Vanadium was introduced to hexagonal mesoporous SiO₂ (HMS) to prepare supported vanadium-based catalysts (V-HMS). Their catalytic performance in the non-oxidative propane dehydrogenation to propylene (PDH) was modulated with V surface density varying from 0.12 to 15.08V atom·nm⁻². VO_x species with different structure were analyzed by UV–vis spectroscopy, NH₃-TPD, H₂-TPR and XPS. High propylene space time yield of 0.73 kg·h⁻¹·kg_cat⁻¹ and excellent regeneration behavior were achieved.
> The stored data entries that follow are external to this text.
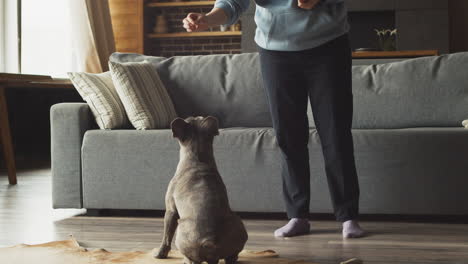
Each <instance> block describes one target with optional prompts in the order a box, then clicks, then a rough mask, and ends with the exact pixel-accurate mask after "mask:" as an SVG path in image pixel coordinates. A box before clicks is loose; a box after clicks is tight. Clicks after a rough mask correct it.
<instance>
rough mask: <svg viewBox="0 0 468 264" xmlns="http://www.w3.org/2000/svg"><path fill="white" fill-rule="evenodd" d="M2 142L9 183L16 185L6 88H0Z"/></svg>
mask: <svg viewBox="0 0 468 264" xmlns="http://www.w3.org/2000/svg"><path fill="white" fill-rule="evenodd" d="M0 141H1V144H2V147H3V156H4V157H5V163H6V166H7V171H8V181H9V183H10V184H11V185H15V184H16V183H17V181H16V165H15V154H14V151H13V144H12V142H11V134H10V123H9V121H8V110H7V105H6V97H5V87H2V86H0Z"/></svg>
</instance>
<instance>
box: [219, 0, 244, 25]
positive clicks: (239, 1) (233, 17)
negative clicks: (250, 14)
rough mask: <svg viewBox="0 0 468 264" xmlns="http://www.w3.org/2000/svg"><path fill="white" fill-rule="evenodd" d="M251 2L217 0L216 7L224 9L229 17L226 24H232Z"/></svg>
mask: <svg viewBox="0 0 468 264" xmlns="http://www.w3.org/2000/svg"><path fill="white" fill-rule="evenodd" d="M249 2H250V0H216V2H215V5H214V7H216V8H221V9H223V10H224V12H225V13H226V15H227V17H228V20H227V22H226V24H225V25H226V26H230V25H232V24H234V23H236V22H237V20H238V19H239V17H240V15H241V14H242V13H243V12H245V10H247V8H249Z"/></svg>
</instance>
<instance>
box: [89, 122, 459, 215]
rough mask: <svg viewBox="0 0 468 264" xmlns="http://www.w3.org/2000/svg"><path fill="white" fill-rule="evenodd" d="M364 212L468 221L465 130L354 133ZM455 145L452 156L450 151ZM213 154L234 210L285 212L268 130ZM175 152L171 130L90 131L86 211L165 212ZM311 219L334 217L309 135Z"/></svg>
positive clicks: (408, 129)
mask: <svg viewBox="0 0 468 264" xmlns="http://www.w3.org/2000/svg"><path fill="white" fill-rule="evenodd" d="M353 137H354V143H355V156H356V167H357V170H358V176H359V182H360V185H361V203H360V207H361V212H362V213H373V214H394V213H398V214H468V203H460V202H459V201H461V200H463V199H464V198H462V197H463V195H464V194H465V193H466V186H467V185H468V177H466V172H467V171H468V163H467V162H466V160H464V159H460V157H466V156H468V130H466V129H464V128H411V129H375V130H374V129H363V130H353ZM454 146H457V150H456V151H454ZM214 152H215V158H216V162H217V165H218V168H219V171H220V174H221V176H222V177H223V180H224V182H225V184H226V187H227V190H228V195H229V199H230V204H231V207H232V208H233V209H234V210H236V211H247V212H283V211H284V203H283V197H282V187H281V169H280V163H279V158H280V156H279V155H280V152H279V149H278V147H277V144H276V142H275V137H274V133H273V130H272V129H271V128H248V129H243V128H229V129H221V130H220V135H219V136H217V137H215V140H214ZM178 157H179V145H178V143H177V141H176V140H175V139H173V138H172V133H171V131H170V130H147V131H136V130H118V131H105V130H89V131H87V132H86V134H85V136H84V142H83V148H82V164H83V178H82V182H83V206H84V207H85V208H110V209H158V210H162V209H164V208H165V205H164V195H165V193H166V188H167V186H168V183H169V181H170V179H171V178H172V177H173V175H174V172H175V169H176V166H177V163H178ZM309 158H310V171H311V203H310V210H311V212H318V213H324V212H327V213H329V212H331V211H332V206H331V203H330V198H329V197H330V196H329V193H328V187H327V178H326V176H325V169H324V166H323V156H322V150H321V145H320V140H319V137H318V135H317V132H316V131H315V130H314V129H311V130H310V137H309Z"/></svg>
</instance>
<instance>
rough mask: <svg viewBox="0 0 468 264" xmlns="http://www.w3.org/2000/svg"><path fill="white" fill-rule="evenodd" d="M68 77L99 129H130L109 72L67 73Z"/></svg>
mask: <svg viewBox="0 0 468 264" xmlns="http://www.w3.org/2000/svg"><path fill="white" fill-rule="evenodd" d="M68 76H69V78H70V80H71V82H72V83H73V85H74V86H75V88H76V90H77V91H78V93H79V94H80V95H81V97H82V98H83V100H84V101H85V102H86V103H88V105H89V108H91V112H92V113H93V115H94V118H95V119H96V123H97V124H98V126H99V128H101V129H114V128H128V127H130V122H129V120H128V118H127V114H126V113H125V108H124V106H123V104H122V102H121V101H120V98H119V95H118V94H117V91H116V90H115V87H114V84H113V82H112V76H111V73H110V72H105V73H99V74H92V73H84V72H69V73H68Z"/></svg>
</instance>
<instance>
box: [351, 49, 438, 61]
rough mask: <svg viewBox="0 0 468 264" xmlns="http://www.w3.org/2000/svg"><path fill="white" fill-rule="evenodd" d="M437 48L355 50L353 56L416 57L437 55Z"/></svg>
mask: <svg viewBox="0 0 468 264" xmlns="http://www.w3.org/2000/svg"><path fill="white" fill-rule="evenodd" d="M437 55H439V52H438V51H437V50H399V51H356V52H353V58H356V59H377V58H382V59H383V58H387V59H388V58H416V57H425V56H437Z"/></svg>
Correlating VO_x polymerization degree with catalytic performance, VO_x aggregates, mainly in low-polyvanadate form, were established to reveal high intrinsic activity and stability in comparison with their counterparts, including isolated or/and highly polymerized VO_x as well as V₂O₅. Temporal analysis of products (TAP) identified hydrogen formation as the rate-limiting step in the PDH reaction. In-situ DRIFTS was employed to investigate the reaction mechanism. V species containing C=C bond, i.e., VO_x-C₃H₅, was proposed to be an intermediate of gas-phase propylene.

将钒引入六方介孔SiO ₂ (HMS) 以制备负载型钒基催化剂(V-HMS)。它们在非氧化性丙烷脱氢制丙烯 (PDH) 中的催化性能通过 V 表面密度从 0.12 变化到 15.08V atom·nm ^{- 2}进行调节。通过紫外-可见光谱、NH ₃ -TPD、H ₂ -TPR 和XPS分析了具有不同结构的VO _x物质。^{实现了0.73 kg·h - 1} ·kg _cat ^-1的高丙烯时空产率和优异的再生行为。将VO _x聚合度与催化性能VO _x相关联聚集体，主要是低聚钒酸盐形式，与它们的对应物（包括分离的或/和高度聚合的 VO _x以及 V ₂ O ₅ ）相比，具有较高的内在活性和稳定性。产物的时间分析 (TAP) 确定氢气的形成是 PDH 反应中的限速步骤。采用原位 DRIFTS 研究反应机理。含有C=C键的V物质，即VO _x -C ₃ H ₅，被认为是气相丙烯的中间体。